An effective method for working with community archives is building trust and sharing responsibility for
documentary management. This is a risky proposition here. The likelihood of trust and cooperation
between terrorists and bureaucratic agents like archivists is slim. Remember the very mixed results
archivists had with non-terrorist anti-authoritarian groups like Occupy.
A tested method for documentation is the compilation of information in other sources. Surveillance
records, both legal and illegal have detailed information. The Portland Police Watcher files, document
nearly every group that ever assembled in Portland – from the Sierra Club to groups like the KKK or the
Aryan Brotherhood. Media accounts and law enforcement reports are other sources of documentation.
But these sources often tell a limited story mediated by very unsympathetic groups.
Social media can provide a more authentic story. Bergis Jules and Ed Summers show in their article
“Documenting the Now” how twitter collections can provide multi-voiced descriptions of a group’s
activities. This same strategy could allow more authentic domestic terrorist stories to emerge.
Another method is the documentation of terrorist activity when it is no longer a threat to the individuals
involved. For example, members of the weather underground began to provide information and share
their archives after threat of legal action had passed. This has the advantage of allowing the persons
involved to tell their own stories. But these stories can also be subject to nostalgia and self-interested
selectivity.
Court records are also one of the few institutional documentary sources which allow the terrorist’s voice
to come through.
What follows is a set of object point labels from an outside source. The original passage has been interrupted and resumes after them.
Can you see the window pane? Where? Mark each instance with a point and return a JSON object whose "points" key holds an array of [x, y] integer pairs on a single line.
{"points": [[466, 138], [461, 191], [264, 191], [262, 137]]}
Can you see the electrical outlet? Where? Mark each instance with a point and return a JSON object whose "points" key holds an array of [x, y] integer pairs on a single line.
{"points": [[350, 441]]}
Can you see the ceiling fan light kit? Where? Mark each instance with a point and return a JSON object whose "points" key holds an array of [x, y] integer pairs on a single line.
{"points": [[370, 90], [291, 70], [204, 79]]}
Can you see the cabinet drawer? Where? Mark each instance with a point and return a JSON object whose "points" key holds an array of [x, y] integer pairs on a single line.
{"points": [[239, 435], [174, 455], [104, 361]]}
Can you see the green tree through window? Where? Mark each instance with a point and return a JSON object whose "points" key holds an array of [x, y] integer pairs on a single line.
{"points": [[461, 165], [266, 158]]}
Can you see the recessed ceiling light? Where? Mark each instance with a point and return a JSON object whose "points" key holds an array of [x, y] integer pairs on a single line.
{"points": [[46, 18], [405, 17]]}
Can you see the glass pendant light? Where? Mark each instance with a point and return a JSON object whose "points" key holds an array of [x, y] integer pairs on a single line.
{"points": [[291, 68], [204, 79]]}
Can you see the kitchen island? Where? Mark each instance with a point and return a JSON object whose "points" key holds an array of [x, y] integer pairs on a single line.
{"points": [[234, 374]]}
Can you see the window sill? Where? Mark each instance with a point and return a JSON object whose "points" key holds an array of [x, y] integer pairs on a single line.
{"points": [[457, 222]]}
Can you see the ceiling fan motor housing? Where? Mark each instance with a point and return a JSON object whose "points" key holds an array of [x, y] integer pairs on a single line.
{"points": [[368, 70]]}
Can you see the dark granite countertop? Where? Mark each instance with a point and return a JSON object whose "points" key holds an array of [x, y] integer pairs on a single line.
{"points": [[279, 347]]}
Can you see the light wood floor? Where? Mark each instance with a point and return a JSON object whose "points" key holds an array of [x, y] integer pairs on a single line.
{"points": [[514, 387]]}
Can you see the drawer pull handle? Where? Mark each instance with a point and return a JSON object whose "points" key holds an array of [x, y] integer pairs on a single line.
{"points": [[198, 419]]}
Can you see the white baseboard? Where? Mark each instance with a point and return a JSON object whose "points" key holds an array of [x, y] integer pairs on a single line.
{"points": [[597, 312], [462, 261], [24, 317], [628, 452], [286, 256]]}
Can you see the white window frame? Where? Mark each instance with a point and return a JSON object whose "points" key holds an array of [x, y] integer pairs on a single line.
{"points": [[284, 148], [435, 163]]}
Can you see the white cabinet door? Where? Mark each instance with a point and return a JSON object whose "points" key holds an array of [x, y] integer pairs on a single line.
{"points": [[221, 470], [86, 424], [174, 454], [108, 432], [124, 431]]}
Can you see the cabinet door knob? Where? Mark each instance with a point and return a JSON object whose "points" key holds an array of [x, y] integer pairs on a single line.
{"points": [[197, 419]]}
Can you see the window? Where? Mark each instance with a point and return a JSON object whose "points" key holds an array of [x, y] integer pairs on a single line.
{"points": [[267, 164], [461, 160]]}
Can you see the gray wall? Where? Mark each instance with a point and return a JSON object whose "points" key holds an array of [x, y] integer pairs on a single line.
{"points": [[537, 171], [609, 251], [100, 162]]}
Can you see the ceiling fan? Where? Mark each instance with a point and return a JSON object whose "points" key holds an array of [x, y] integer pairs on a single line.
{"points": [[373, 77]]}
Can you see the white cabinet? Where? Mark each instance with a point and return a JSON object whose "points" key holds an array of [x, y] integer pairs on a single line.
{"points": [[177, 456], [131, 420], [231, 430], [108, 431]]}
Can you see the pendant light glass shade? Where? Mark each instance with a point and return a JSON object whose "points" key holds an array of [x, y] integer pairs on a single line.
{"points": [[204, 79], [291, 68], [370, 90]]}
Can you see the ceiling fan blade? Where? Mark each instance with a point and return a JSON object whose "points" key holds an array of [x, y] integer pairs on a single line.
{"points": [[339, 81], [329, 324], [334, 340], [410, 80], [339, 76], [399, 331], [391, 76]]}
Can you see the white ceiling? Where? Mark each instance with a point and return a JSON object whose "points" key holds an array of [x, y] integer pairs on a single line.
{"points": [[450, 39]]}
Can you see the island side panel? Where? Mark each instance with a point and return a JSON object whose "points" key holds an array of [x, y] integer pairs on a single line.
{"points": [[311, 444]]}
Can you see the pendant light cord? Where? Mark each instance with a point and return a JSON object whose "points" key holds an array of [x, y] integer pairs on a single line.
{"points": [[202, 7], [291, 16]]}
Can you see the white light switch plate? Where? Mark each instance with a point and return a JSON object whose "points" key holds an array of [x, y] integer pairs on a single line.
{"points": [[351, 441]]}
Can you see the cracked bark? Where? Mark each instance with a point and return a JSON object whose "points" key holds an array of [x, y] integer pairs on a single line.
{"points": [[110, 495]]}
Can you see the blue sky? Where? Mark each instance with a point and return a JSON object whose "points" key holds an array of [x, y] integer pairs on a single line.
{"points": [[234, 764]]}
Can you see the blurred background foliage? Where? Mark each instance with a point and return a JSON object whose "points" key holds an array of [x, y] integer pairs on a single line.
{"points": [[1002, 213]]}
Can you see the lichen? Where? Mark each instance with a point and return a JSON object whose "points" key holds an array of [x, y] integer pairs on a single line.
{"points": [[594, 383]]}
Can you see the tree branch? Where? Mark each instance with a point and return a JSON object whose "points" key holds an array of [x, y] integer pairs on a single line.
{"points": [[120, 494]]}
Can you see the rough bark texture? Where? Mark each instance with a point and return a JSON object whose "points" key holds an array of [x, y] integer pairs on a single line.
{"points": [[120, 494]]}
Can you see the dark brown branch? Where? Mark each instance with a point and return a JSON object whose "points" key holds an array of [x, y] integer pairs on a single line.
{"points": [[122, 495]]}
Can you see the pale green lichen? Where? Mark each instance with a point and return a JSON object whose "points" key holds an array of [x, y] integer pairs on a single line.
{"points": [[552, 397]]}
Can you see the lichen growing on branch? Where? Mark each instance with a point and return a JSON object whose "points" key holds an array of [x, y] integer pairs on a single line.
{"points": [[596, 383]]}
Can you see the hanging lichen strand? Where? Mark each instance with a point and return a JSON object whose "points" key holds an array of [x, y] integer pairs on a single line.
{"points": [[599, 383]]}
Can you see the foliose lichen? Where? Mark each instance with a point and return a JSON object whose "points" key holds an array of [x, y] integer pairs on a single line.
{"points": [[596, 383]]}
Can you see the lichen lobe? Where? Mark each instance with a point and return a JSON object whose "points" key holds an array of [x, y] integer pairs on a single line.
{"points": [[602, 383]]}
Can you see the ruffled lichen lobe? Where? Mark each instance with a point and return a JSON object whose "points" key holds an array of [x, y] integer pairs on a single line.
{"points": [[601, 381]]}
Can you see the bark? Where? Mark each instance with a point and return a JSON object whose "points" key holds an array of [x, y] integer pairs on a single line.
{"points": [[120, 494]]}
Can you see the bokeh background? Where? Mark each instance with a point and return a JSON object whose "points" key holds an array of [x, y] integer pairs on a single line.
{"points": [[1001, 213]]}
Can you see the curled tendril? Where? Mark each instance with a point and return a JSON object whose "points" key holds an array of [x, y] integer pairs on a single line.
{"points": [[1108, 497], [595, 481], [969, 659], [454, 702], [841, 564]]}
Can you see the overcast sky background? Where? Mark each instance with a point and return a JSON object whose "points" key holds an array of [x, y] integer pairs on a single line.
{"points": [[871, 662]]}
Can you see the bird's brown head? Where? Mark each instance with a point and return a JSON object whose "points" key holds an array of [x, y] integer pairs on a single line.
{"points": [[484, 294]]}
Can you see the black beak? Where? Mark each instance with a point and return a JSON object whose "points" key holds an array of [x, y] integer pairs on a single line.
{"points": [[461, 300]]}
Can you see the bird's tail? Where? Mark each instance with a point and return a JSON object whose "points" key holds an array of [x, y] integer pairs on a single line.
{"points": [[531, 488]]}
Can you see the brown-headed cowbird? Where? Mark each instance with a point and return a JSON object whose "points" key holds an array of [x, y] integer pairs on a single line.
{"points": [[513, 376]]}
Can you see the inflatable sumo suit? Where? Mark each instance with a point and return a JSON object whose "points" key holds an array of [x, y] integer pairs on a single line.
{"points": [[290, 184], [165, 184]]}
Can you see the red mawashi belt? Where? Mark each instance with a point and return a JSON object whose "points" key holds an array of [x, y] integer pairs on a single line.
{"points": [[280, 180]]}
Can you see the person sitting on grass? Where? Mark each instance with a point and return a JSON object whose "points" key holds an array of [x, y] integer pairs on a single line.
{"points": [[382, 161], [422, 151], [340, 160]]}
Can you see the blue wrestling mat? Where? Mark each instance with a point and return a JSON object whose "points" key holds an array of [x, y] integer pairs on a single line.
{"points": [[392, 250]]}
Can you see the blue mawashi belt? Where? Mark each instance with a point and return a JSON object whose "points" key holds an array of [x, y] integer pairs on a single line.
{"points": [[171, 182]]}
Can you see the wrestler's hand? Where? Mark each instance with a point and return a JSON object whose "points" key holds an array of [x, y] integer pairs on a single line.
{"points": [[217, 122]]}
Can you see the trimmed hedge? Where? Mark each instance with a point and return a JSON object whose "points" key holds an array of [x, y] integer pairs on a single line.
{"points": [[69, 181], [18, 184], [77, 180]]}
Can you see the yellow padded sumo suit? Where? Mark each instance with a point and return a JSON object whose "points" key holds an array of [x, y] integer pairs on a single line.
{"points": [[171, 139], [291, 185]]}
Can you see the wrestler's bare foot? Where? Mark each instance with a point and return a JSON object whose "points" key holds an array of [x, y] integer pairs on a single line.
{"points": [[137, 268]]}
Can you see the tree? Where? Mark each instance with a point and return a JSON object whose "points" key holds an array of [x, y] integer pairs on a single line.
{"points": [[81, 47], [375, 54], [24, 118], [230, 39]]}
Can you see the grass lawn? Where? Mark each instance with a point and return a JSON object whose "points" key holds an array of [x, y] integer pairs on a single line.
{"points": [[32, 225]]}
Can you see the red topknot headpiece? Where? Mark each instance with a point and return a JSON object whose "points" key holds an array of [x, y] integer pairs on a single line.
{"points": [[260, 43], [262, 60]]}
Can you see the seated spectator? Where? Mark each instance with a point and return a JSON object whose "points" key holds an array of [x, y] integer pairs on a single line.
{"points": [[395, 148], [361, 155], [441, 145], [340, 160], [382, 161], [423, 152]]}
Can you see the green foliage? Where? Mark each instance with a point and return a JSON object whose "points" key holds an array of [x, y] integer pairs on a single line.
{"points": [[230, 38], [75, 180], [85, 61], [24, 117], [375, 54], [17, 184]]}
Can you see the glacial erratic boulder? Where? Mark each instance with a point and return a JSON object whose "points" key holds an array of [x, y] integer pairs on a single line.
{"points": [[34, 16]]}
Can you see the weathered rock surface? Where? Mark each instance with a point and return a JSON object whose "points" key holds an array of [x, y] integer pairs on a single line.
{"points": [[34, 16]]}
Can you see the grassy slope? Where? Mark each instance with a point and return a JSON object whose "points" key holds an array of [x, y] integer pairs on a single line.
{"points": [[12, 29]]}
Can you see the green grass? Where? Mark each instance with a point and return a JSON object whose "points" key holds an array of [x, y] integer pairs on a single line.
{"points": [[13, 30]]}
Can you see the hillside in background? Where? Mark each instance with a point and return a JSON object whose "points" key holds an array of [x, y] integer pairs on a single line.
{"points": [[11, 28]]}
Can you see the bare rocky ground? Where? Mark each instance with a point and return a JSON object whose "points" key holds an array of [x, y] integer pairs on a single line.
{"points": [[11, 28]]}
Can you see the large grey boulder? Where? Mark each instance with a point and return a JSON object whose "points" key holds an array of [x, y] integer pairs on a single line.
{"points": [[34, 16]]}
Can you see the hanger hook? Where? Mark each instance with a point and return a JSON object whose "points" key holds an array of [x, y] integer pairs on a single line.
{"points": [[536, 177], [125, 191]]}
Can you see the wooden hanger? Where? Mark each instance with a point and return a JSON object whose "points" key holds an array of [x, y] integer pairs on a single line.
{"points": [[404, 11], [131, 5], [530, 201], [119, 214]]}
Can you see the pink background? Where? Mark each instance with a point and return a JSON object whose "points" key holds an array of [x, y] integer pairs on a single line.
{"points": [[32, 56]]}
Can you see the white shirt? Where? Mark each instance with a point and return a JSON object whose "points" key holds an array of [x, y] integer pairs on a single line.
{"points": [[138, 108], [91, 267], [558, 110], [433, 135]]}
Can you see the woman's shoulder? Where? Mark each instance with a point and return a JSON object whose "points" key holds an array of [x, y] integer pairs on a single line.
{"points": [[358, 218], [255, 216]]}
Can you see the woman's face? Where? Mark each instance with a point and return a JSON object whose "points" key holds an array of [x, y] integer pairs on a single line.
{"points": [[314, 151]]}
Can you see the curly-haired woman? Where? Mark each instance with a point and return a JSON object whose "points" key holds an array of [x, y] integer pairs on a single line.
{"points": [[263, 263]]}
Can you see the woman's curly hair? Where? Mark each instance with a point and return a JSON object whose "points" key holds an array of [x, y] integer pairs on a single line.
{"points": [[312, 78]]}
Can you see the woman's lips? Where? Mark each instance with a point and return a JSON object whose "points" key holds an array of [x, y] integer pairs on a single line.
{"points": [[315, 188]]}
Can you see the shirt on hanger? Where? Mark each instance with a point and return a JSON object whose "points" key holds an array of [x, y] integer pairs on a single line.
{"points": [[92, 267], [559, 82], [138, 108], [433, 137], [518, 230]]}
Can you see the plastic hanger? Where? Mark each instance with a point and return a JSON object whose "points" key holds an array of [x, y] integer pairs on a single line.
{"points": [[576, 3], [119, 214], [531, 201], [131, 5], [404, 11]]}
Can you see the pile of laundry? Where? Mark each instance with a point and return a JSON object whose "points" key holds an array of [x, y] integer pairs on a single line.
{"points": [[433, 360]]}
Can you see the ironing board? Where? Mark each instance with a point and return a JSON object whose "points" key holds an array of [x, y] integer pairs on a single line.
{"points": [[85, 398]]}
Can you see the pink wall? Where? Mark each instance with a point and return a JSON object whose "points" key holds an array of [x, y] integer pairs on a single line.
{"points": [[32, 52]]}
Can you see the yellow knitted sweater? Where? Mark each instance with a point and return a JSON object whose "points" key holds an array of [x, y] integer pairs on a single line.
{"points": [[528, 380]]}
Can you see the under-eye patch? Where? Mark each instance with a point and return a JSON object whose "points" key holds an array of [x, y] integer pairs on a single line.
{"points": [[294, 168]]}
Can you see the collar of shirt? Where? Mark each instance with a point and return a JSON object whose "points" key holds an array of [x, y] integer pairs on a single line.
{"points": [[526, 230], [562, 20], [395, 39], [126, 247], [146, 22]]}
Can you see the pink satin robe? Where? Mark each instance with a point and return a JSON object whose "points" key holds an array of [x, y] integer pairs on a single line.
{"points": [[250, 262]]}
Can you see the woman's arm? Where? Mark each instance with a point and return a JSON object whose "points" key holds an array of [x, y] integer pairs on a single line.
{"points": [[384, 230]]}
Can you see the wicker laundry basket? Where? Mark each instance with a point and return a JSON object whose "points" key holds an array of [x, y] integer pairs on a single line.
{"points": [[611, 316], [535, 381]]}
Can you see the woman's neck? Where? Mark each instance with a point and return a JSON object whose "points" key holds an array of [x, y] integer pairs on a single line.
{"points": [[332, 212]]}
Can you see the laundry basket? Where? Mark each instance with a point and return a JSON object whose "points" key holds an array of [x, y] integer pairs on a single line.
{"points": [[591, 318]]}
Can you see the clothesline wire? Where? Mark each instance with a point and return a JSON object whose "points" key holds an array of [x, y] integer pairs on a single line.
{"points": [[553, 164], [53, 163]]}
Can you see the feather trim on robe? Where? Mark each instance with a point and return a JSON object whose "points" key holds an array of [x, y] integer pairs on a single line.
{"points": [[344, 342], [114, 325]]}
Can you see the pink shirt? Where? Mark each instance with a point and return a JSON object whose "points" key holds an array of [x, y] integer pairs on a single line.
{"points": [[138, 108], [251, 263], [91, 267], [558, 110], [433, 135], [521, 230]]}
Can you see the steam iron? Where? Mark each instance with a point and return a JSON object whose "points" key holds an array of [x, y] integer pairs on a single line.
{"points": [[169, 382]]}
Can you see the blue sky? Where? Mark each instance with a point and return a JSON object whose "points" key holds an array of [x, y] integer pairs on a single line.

Much of what we know about Tim McVeigh’s and Ted Kaczinski’s stories is located in
court testimony and court evidence.
Documenting terrorists is not without issues. First and foremost are issues of safety. Physical safety of
both the archivist and the terrorist can be an immediate concern. But the long-term safety of parties can
also be compromised, even with well intentioned guarantees, as the Boston College Belfast Project oral
histories resolution revealed.
Another issue is the construction and control of narrative. In a post-custodial world, where collections
are not in the archivist’s control and the communities that own them contest with each other to shape
an event’s narrative , maybe the role of archival appraisal is in deciding which communities’ stories are
necessary to create a full and truthful record.
This requires the archivist to confront their own prejudices and biases honestly. Our founding fathers
were domestic terrorists once. Right or wrong, terrorists believe that their only recourse in the face of
unresponsive power is violence. That story needs to be told and heard. When it comes to the diversity of
the American record, the archivist’s role is to insure that the powerless and the oppressed have an equal
voice in our national record. The powerful don’t need our help being heard.